报告人简历: Li Deng received Ph.D. from the University of Wisconsin-Madison. He was a tenured professor (1989-1999) at the University of Waterloo, Ontario, Canada, and then joined Microsoft Research, Redmond, where he is currently a Principal Research Manager of its Deep Learning Technology Center. Since 2000, he has also been an affiliate full professor at the University of Washington, Seattle, teaching computer speech processing. He has been granted over 60 US or international patents, and has received numerous awards and honors bestowed by IEEE, ISCA, ASA, and Microsoft including the latest IEEE SPS Best Paper Award (2013) on deep neural nets for speech recognition. He authored or co-authored 4 books including the latest one on Deep Learning: Methods and Applications.

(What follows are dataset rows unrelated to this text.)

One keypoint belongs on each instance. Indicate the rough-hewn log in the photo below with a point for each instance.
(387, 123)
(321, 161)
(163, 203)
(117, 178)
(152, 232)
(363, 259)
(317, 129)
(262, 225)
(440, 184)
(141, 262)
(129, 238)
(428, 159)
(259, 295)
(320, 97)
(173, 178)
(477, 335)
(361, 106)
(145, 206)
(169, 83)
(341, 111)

He is a Fellow of the Acoustical Society of America, a Fellow of the IEEE, and a Fellow of the ISCA. He served as the Editor-in-Chief for IEEE Signal Processing Magazine (2009-2011), and currently as Editor-in-Chief for IEEE Transactions on Audio, Speech and Language Processing. His recent research interests and activities have been focused on deep learning and machine intelligence applied to large-scale text analysis and to speech/language/image multimodal processing, advancing his earlier work with collaborators on speech analysis and recognition using deep neural networks since 2009.